Lithium levels in the water ranged from 0.6 micrograms per liter to 30.7 micrograms per liter in 151 different locations throughout Denmark. Compared to those exposed to 2.0 to 5.0 micrograms of lithium per liter of water, those exposed to more than 15.0 micrograms per liter had a lower incidence rate of dementia. However, those exposed to 5.1 to 10.0 micrograms per liter had a higher incidence of dementia. The same relationship was also found between lithium exposure levels and both Alzheimer’s disease and vascular dementia.
The lithium levels in the water were approximately 10,000 to 300 times lower than typical clinical doses (typically 900–1500mg/day, which produce concentrations ranging from 0.6 to 1.2 meq/L in patients’ blood). The minute exposures to lithium in the drinking water occurred over decades in the Danish study, and suggest that there may be long-term positive effects to chronic lifetime exposure to very low lithium levels.

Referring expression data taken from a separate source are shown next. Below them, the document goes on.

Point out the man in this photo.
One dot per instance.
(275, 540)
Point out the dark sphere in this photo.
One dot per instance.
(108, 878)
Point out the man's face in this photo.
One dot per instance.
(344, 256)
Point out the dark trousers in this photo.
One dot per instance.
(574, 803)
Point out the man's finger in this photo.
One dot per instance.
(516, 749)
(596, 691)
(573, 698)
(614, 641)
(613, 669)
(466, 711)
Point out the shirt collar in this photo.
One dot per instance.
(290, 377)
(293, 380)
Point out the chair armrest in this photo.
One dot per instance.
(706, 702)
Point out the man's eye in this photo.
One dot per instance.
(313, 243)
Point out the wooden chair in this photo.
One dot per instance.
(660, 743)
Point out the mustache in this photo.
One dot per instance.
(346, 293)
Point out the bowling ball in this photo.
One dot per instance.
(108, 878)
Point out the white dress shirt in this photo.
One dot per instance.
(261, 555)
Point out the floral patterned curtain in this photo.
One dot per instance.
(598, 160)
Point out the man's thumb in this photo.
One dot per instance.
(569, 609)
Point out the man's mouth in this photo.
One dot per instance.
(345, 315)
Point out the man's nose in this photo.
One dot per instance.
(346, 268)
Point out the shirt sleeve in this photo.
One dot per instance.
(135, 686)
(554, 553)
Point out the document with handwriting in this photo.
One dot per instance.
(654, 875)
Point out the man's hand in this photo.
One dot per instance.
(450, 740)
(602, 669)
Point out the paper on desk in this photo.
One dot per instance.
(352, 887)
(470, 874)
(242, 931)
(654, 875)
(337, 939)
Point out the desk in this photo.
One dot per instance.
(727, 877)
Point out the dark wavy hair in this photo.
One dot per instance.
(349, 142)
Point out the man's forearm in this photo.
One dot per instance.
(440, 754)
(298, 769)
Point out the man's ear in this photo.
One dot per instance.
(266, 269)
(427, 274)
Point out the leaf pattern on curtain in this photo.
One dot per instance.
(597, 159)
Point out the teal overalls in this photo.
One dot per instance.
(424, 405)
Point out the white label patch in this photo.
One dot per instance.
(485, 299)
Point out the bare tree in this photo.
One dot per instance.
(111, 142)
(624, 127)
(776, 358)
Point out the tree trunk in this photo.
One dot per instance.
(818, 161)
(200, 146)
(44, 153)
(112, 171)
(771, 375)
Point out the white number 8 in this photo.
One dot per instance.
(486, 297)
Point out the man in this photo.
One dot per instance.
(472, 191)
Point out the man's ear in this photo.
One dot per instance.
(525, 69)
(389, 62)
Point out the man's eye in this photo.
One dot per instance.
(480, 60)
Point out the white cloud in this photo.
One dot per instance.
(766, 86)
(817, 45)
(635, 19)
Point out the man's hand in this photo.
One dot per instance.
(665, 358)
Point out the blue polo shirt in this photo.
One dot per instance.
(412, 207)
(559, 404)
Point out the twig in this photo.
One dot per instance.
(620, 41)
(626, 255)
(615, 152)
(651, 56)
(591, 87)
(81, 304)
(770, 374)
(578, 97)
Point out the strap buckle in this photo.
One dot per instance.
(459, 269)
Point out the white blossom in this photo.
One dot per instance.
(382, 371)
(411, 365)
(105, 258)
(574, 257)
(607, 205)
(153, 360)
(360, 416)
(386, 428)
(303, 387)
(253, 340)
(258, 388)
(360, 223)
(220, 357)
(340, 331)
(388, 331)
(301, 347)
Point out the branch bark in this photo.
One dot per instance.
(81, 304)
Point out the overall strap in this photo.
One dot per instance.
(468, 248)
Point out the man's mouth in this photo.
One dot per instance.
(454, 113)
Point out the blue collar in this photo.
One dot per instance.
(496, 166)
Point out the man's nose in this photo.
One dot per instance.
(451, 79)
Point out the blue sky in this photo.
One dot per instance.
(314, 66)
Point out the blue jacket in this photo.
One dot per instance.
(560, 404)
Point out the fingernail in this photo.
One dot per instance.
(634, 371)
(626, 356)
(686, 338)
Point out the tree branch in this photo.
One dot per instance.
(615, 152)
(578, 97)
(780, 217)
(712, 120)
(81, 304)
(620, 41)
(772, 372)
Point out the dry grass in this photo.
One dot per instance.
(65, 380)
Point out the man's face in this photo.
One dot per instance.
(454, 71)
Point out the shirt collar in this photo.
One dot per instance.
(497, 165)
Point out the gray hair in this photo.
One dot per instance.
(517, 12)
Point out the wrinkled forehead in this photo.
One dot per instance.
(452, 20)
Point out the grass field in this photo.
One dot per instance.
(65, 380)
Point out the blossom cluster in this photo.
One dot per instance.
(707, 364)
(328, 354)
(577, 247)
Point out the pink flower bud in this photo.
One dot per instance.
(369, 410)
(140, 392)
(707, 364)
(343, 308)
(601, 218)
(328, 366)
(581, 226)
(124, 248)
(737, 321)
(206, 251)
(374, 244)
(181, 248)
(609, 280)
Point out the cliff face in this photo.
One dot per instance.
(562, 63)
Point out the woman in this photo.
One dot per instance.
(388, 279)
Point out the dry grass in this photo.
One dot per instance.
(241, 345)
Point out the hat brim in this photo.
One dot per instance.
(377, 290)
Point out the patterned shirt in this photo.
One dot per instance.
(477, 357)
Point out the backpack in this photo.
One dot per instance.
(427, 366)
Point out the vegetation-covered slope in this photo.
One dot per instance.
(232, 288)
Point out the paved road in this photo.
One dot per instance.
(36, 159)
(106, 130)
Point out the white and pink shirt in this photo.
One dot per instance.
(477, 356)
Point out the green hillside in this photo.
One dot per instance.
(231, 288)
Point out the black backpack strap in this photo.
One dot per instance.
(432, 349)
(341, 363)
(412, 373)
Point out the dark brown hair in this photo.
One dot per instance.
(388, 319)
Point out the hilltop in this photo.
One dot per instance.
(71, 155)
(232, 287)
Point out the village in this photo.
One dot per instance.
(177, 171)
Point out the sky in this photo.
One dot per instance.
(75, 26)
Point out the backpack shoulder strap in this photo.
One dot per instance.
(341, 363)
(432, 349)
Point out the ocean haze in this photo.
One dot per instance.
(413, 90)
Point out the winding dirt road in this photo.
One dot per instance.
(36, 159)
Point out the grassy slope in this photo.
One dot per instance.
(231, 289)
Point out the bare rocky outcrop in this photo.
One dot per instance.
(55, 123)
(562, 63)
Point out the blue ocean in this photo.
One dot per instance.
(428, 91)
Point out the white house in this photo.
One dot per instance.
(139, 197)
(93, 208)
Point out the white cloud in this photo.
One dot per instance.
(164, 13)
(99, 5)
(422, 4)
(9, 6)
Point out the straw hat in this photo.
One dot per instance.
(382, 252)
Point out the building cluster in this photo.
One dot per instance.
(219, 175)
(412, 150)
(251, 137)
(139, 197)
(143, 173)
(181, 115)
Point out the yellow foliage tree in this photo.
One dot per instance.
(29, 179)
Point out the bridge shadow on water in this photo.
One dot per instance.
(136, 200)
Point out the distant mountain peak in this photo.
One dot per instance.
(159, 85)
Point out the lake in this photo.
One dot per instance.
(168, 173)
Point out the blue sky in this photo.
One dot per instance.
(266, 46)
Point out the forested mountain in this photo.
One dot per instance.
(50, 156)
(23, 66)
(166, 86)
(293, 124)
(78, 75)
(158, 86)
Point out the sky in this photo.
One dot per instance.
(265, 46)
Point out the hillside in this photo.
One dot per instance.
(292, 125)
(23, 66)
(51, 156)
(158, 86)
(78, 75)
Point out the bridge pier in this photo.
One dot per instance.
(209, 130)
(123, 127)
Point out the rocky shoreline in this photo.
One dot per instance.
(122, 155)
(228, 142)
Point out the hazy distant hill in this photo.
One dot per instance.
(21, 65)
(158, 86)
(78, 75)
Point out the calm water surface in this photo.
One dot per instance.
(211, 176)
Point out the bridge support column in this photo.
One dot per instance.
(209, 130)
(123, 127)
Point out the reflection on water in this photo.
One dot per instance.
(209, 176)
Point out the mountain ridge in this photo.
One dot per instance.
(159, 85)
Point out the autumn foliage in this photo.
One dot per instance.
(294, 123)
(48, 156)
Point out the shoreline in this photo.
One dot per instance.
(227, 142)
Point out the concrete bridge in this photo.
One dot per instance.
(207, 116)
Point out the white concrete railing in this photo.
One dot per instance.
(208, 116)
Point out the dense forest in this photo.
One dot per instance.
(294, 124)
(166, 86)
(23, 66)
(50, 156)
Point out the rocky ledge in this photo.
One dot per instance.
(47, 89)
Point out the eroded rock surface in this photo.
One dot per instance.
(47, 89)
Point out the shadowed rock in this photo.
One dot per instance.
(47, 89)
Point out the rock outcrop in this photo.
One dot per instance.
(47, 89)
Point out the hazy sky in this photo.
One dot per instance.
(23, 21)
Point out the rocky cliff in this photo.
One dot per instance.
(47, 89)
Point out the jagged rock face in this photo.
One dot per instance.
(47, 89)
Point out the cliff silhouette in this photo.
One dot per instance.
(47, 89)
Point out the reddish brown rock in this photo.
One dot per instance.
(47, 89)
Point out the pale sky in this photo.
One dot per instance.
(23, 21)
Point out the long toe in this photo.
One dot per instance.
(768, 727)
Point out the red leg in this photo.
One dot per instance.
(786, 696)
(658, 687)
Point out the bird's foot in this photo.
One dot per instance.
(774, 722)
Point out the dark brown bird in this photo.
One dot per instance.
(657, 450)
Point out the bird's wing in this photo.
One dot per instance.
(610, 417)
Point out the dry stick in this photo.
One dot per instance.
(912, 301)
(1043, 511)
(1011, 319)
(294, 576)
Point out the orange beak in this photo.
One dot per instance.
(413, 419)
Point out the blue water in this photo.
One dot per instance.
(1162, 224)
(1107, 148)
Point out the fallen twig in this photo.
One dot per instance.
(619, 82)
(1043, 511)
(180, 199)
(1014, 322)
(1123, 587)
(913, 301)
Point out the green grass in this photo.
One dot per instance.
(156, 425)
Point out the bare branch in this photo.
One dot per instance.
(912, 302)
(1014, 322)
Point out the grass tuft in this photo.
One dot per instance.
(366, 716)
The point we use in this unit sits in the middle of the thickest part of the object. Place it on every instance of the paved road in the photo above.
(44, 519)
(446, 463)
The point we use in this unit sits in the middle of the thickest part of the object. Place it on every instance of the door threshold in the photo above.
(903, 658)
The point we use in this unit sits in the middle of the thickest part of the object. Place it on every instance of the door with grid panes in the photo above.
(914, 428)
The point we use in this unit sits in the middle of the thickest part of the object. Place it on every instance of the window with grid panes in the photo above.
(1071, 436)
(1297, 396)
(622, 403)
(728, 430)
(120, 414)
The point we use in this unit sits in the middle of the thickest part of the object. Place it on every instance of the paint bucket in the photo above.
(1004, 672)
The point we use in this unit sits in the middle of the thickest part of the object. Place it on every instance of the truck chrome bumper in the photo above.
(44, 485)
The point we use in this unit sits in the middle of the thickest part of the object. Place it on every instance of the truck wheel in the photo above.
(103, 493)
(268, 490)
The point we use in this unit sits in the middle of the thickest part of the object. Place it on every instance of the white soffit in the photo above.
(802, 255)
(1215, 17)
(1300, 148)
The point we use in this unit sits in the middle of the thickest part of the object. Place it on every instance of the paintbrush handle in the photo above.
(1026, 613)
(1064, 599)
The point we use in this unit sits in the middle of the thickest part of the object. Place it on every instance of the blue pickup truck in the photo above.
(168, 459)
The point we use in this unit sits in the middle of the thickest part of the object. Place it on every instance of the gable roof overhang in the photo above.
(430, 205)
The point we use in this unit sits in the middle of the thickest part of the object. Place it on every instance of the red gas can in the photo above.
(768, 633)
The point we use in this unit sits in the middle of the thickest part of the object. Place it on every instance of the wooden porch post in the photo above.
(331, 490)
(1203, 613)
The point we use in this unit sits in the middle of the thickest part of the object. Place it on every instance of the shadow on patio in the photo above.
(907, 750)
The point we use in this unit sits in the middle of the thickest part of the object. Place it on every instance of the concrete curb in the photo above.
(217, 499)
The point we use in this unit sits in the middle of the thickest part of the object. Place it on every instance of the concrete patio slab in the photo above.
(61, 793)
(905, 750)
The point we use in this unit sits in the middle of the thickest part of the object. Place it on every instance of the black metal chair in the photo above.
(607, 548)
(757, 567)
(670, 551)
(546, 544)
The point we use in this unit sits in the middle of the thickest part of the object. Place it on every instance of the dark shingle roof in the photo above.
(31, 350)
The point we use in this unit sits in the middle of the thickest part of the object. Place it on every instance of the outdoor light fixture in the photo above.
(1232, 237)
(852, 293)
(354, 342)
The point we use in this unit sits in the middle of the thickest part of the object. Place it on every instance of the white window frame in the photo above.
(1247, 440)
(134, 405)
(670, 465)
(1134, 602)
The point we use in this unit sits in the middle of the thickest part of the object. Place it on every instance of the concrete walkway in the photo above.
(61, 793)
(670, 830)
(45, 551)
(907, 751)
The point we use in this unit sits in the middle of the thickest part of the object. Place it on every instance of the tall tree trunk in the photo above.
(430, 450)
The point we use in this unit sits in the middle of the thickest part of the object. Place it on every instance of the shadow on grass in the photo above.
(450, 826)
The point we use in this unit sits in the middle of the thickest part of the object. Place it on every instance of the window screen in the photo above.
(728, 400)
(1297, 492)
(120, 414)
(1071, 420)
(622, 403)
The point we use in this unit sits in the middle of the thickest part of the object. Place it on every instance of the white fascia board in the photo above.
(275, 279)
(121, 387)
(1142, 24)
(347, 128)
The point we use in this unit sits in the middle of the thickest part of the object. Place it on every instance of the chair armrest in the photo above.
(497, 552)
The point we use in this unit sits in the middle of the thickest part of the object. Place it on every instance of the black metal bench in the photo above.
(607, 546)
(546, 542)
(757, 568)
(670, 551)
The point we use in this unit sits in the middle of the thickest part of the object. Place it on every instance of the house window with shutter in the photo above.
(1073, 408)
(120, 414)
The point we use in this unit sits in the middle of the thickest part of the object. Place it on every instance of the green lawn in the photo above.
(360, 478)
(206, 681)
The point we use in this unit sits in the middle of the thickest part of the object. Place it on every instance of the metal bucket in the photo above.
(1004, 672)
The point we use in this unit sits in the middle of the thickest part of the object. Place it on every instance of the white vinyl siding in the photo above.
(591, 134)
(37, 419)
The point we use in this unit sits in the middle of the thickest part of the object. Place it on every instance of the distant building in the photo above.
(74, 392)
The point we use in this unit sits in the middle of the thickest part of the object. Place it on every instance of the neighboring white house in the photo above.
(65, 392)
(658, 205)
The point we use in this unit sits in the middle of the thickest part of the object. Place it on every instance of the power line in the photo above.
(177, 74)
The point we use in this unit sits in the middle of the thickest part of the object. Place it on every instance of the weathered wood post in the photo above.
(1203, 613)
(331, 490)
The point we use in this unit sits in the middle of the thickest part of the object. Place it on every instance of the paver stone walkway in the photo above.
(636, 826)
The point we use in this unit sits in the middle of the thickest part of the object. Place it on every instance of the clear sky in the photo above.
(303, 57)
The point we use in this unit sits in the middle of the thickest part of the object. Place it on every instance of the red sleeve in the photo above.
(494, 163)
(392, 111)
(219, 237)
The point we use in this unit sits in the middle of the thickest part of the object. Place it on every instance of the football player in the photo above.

These data follow others regarding exposure to trace lithium. In 2011, researcher Orestes V. Forlenza and colleagues reported in the British Journal of Psychiatry that low dose lithium (150–600mg/day) over a period of one year decreased the progression of mild cognitive impairment compared to placebo, while researcher Marielza Andrade Nunes and colleagues reported in the journal Current Alzheimer’s Research in 2013 that an even smaller dose (0.3mg/day) over a period of 15 months slowed the progression of Alzheimer’s dementia. Thus, low or microscopic doses consumed over long periods could slow cognitive deterioration.
Trace Amounts of Lithium in Drinking Water Associated with Lower Suicide Rates in Men
Studies in Japan, Austria, and Texas have reported that trace amounts of lithium in drinking water are associated with lower suicide rates. A new study seeks to clarify these findings by removing any statistical factors other than lithium levels that could produce these results.
The study, published in the Journal of Clinical Psychiatry, collected 434 lithium samples in drinking water over three years, and compared these with suicide rates in the population of 274 municipalities of Kyushi Island in Japan.
The researchers, led by Nobuyoshi Ishii, then controlled for size of population, proportion of elderly people, proportion of one-person households, proportion of people with a college education or more, proportion of people engaging in primary industry, overall unemployment rates, annual marriage rates, annual mean temperature, and annual savings in per person in Japan’s popular postal bank. In places with slightly higher trace levels of lithium in drinking water, there was a lower rate of suicides in men. Suicide rates for women and overall were not significantly associated with lithium levels.